Quindi cerchiamo di usare argomentazioni un po’ più attinenti. Lasciamo perdere l’arguzia del dottor Caselli che, pure lui sul Fatto quotidiano, si augura che nessun magistrato sottoposto al test faccia smorfie e faccine come la presidente del consiglio. E abbandoniamo anche il ritornello che riconduce al «disegno di Gelli», come se una cosa giusta non potesse essere detta da una persona “sbagliata”, cui si riferisce, purtroppo per la sua intelligenza, persino Armando Spataro. Il quale, solo alla fine dell’intervista su Repubblica in cui la giornalista Liana Milella lo inziga sul presunto «fil noir» che andrebbe da Gelli a Berlusconi fino a Meloni- Nordio, sputa il rospo. La vera ossessione del corporativismo delle toghe. Per cui qualunque riforma, di qualunque tipo, proposta da chiunque, «talvolta di variegato colore», è sempre e comunque un attentato. La cui conclusione consisterebbe nel fatto che «la magistratura deve essere sottoposta agli atri due poteri».

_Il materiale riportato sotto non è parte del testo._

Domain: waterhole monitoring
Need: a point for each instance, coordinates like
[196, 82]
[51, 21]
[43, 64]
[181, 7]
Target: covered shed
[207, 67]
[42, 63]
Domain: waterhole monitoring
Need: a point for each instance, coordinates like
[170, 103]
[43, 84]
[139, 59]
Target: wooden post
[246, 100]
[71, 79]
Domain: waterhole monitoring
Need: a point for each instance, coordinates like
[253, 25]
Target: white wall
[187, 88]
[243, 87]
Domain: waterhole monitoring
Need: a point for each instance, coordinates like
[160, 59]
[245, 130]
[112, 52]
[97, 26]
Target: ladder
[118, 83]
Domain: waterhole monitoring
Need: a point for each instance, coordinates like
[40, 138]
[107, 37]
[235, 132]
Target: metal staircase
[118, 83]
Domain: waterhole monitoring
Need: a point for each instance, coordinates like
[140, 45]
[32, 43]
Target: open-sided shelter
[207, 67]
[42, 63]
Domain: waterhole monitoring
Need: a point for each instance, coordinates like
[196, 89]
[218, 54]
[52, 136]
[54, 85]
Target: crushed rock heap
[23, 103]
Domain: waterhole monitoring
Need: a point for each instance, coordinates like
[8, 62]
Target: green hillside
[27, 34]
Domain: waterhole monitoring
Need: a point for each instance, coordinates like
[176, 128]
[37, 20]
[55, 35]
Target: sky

Non c’è niente da fare, e non c’è intelligenza che tenga. Si arriva sempre lì. Lo dimostra anche l’intervista di Bruti Liberati al Corriere. L’ex procuratore di Milano dice cose sensate, come quando risponde al dottor Gratteri ricordando che «l’unico test per i politici è il voto degli elettori». E giustamente ricorda che per quel che riguarda i magistrati «l’equilibrio lo si valuta solo nel corso dell’esercizio della funzione». Ci si aspetterebbe quindi da parte sua semmai una correzione della proposta sui test in questa direzione. Dimostrerebbe di essere un vero riformatore, più di Nordio. Invece no. Perché in definitiva anche chi potrebbe rappresentare la parte più sensata e meno corporativa e ideologica della magistratura, non sa resistere alla chiusura conservatrice nei confronti delle riforme. «Il test? È un attacco delegittimante alla magistratura: come se fosse piena di matti», dice Bruti Liberati. Così chiudendo la porta anche a ogni possibilità di dialogo. Peccato.